New Zealand’s capital of geothermal activity and traditional Maori culture
Rotorua is situated in the centre of New Zealand’s North Island. Its name is Maori and means ‘two lakes’, named for the lakes on which the city is built. The Te Awara tribe first inhabited the area in the 14th century and traditional Maori culture lives on in the city to this day.

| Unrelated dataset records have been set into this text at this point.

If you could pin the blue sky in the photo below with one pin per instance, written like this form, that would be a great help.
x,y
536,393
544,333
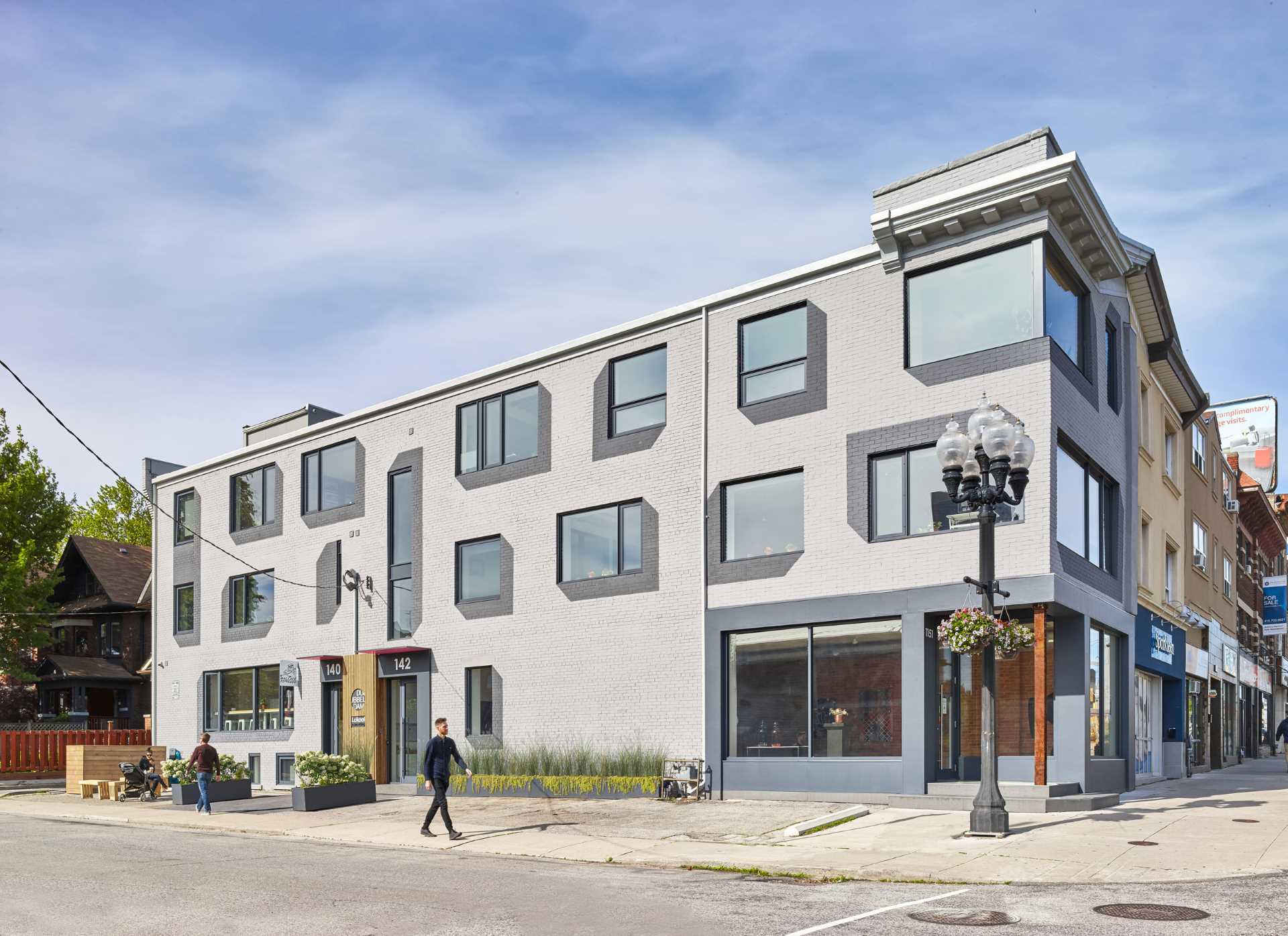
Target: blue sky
x,y
215,213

Being at the centre of the Taupo Volcanic Belt, which stretches across the North Island, the area is rich in geothermal activity. The bubbling mud pools, hot mineral springs and geysers first drew visitors to the city over one and a half centuries ago. Victorian tourists came to Rotorua to experience its healing mineral waters, and to this day the city’s hospital continues to use hot mineral waters to soothe pain and relax muscles. Its thermal attractions have earned Rotorua the nickname ‘Sulphur City’ after the characteristic odour of hydrogen sulphide that permeates the city. A wander across the gardens of the city reveal steaming vents and bubbling mud pools. Nearby thermal reserves offer more spectacular thermal displays such as spouting geysers.
Rotorua is also famous for its Maori culture. The traditional way of life of the local Te Arawa tribe can be experienced in the city at Maori cultural performances and by visiting Maori villages. Other attractions include the excellent trout fishing at the numerous lakes and rivers in the surrounding region.